Interventionen zur Vorbeugung eines Delir bei Erwachsenen auf der Intensivstation

Schlussfolgerungen der Autoren: 

Wahrscheinlich gibt es nur einen geringen oder gar keinen Unterschied zwischen Haloperidol und einem Placebo zur Vorbeugung eines Delir auf der Intensivstation, aber es sind weitere Studien erforderlich, um unser Vertrauen in die Ergebnisse zu erhöhen. Es gibt keine ausreichende Evidenz, um die Wirkungen von Physio‐und kognitiven Interventionen auf ein Delir zu bestimmen. Die Wirkungen anderer pharmakologischer Interventionen, von Sedierung, von Umgebungs- und präventiven pflegerischen Interventionen sind unklar und erfordern weitere Untersuchungen in großen multizentrischen Studien.

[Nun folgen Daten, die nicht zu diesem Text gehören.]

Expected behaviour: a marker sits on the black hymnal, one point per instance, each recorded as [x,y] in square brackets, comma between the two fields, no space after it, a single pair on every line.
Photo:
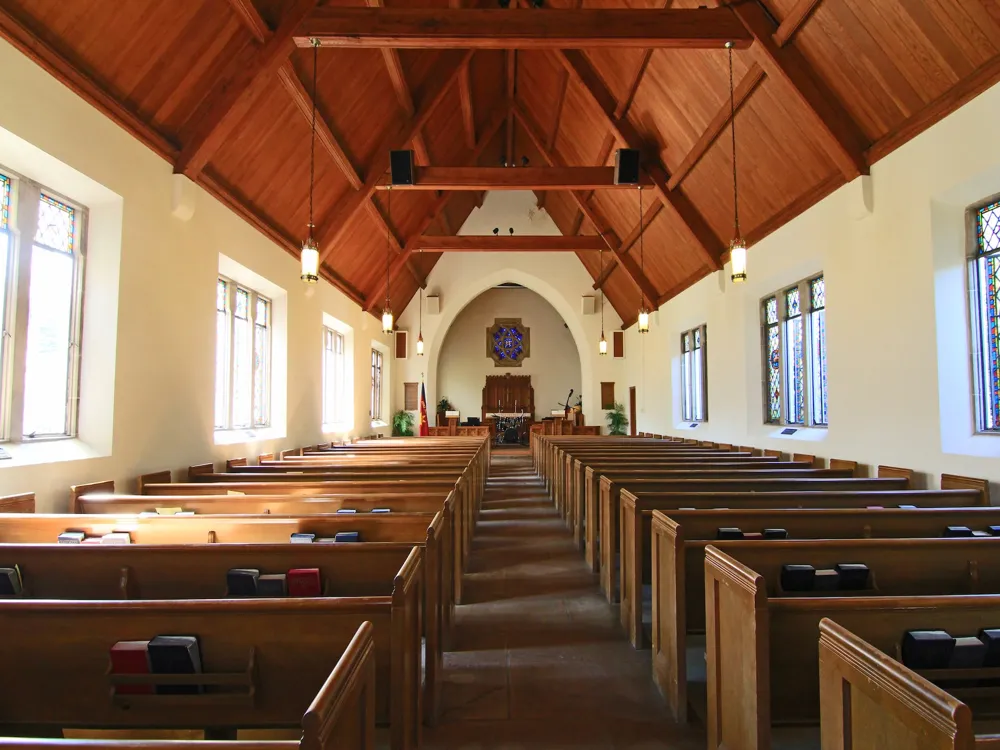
[175,654]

Bei fünf Studien steht noch die Klassifizierung aus, und wir identifizierten 15 laufende Studien, die pharmakologische Interventionen, Beruhigungsmittel, Physio- und Ergotherapie in Kombination oder getrennt sowie Umgebungsinterventionen evaluieren, die die Schlussfolgerungen dieses Review in Zukunft möglicherweise verändern werden.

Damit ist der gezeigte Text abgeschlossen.